The story of this 1980 novel is only part of my fascination, however. While the story is captivating as it is, the book is written in a unique dialect that drives some incredible prose in the novel. The dialect drives strong worldbuilding. Where most books written in ridiculous dialects feel forced and a slog to get through, Hoban’s prose seems to manifest his characters, environment, mythology, oral history, technology, and a strange mirror to today in a manner that produced a somewhat grounding effect in my reading of it. It was more vivid, more distant, more dimensional because of the way the book is written – and that is likely the hallmark of an author that uses this very delicate method of storytelling successfully.
Additionally, the dialect also breathes life into a bizarre and slanted primary meaning, as well as a secondary cultural meaning derived from the characters understanding of their world and their understanding of our world that came before them (when us clevver men walked the earth). This brought me to savor my journey through the lands Riddley presents us, as every sentence not only further’s the narrative, but also winks a hundred times at a variety of allusions both near and far to Riddley. Hoban constructed not only an ingenious fable, but an ingenious way to tell it that is both witty and accessible – think an everyman’s Finnegan’s Wake. A great deal of fun can be had reading it aloud for its cadence, while chuckling at its jokes.

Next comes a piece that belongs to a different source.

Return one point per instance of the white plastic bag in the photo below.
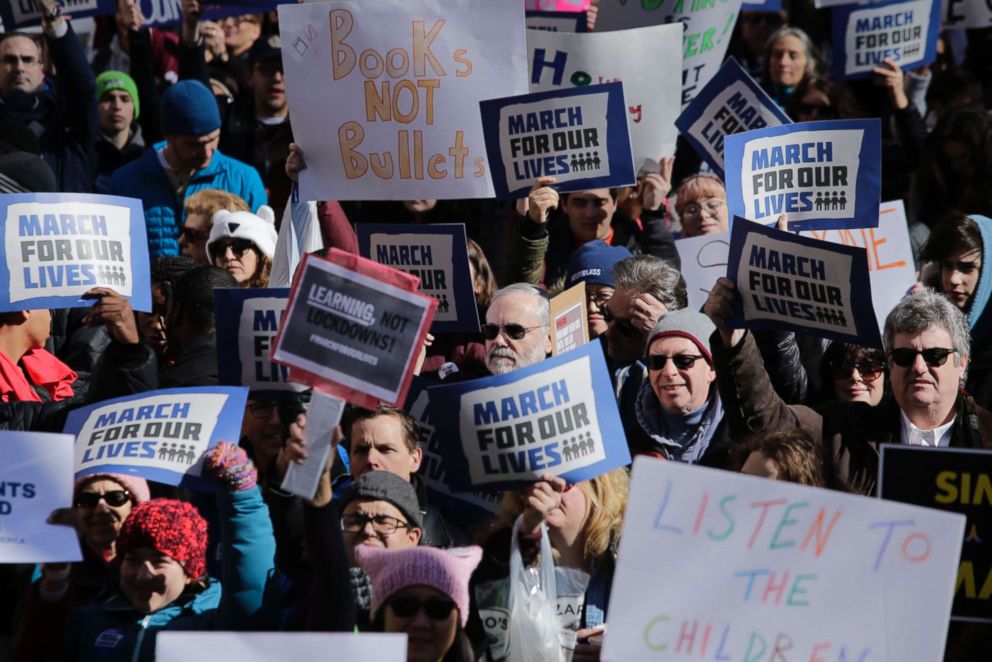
(534, 624)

Riddley Walker is a beautiful novel. It is complex, short, sweet, approachable, funny, and terrifying, and an excellent allegory for the very world of confusion and unclear messages of our lives. One learns that even in a world completely refreshed, where those of our future have forgotten about the destroyed past of today, there is still some magic in the air that holds like a thin veil to the realities of human corruption. I hope that on the tenth anniversary of his passing that we are allowed to leave behind a lot of what we are experiencing now; through the eyes of a child, and the heart of dogs, the truth is much simpler than we are aware of.